“State of Capture” report highlights South Africa’s kleptocracy fears

     

s-africa-state-of-captureA damning report into corruption allegations against South African President Jacob Zuma was published Wednesday as demonstrators calling for him to quit marched in the streets of the capital, CNN reports:

The 355-page “State of Capture” report contains allegations, and in some instances evidence, of cronyism, questionable business deals and ministerial appointments, and other possible large-scale corruption at the very top of government. The Public Protector, appointed to investigate complaints of government misconduct, compiled the report.

The report heightens fears that South Africa is “going to become a kleptocracy.”

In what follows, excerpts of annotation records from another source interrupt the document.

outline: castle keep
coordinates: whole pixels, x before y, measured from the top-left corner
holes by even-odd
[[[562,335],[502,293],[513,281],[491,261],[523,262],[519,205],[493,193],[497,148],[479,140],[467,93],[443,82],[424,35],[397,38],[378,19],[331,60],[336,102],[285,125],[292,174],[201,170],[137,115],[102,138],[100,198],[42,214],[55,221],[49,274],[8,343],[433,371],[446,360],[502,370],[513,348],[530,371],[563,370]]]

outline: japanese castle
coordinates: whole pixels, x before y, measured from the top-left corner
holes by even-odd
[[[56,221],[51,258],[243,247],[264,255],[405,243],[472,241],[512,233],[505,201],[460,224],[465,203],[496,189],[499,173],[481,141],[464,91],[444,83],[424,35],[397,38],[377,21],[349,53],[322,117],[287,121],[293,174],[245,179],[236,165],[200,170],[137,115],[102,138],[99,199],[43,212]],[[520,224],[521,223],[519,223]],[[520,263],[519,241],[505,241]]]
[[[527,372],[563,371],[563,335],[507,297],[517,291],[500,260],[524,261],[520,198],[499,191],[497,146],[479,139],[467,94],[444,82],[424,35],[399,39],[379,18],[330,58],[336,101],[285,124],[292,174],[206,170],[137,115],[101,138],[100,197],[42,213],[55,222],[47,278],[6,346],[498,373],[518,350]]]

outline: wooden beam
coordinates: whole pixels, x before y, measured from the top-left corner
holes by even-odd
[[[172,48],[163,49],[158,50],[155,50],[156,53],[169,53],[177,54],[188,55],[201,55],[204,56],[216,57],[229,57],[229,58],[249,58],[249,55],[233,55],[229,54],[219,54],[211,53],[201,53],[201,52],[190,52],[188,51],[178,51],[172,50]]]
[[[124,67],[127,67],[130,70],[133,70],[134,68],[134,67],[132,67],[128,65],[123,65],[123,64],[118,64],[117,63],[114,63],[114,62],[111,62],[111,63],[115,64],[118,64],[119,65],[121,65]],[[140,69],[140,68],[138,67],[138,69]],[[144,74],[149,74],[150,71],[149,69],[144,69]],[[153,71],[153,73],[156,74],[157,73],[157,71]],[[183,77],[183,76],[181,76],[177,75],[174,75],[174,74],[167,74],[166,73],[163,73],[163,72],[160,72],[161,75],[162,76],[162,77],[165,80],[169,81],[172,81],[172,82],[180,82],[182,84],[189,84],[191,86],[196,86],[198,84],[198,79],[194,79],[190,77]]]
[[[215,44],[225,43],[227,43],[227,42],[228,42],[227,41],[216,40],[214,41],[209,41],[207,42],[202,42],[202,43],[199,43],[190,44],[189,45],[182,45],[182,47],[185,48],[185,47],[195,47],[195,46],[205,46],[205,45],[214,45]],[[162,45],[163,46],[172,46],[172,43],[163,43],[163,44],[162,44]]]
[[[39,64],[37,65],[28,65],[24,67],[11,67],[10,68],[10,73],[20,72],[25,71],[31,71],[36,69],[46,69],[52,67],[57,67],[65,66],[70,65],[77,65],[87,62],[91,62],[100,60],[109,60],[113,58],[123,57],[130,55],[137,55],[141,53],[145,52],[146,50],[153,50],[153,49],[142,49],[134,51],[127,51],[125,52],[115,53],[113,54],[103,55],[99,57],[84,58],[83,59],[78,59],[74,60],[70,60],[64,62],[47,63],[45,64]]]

A statement released Tuesday by the Nelson Mandela Foundation, founded by South Africa’s late president, called for the ANC to “take the steps necessary to ensure that the vehicle of state be protected and placed in safe and capable hands,” saying “political meddling” had weakened critical institutions.

“South African citizens across the land are speaking out and taking action to express their dissatisfaction,” it said. “The Nelson Mandela Foundation supports the demand to hold to account those responsible for compromising our democratic state and looting its resources.”

s-africa-surviveHanging over all this is the virtual dissolution of the ANC leadership and its descent into squabbling factionalism, notes R.W. Johnson, author of How Long Will South Africa Survive? The myths and slogans of the liberation struggle are less and less able to hold the party together, he writes for Standpoint magazine:

Everyone is familiar with the life cycle of African nationalist parties. They enjoy mushrooming growth amid the euphoria of the successful anti-colonial struggle. In office they quickly become corrupt and their incompetence becomes increasingly visible. The party begins to atrophy and depends more and more on its control of patronage and the media. Electorally, it falls back into reliance on the chiefs in the countryside as urban dwellers become increasingly oppositional. Then if (as has so often occurred) a coup takes place the soldiers are welcomed by cheering crowds in the streets and the ruling party simply evaporates like a bad dream. Its life cycle is thus often quite short.

The really important thing, Johnson adds, is that despite ANC threats to make the cities they lost in recent elections “ungovernable” and a series of ANC-led illegal land invasions, the ANC seems habituated to the rules of electoral democracy and this gives one some — not complete, but some — confidence that it may one day accept the loss of national power in good part.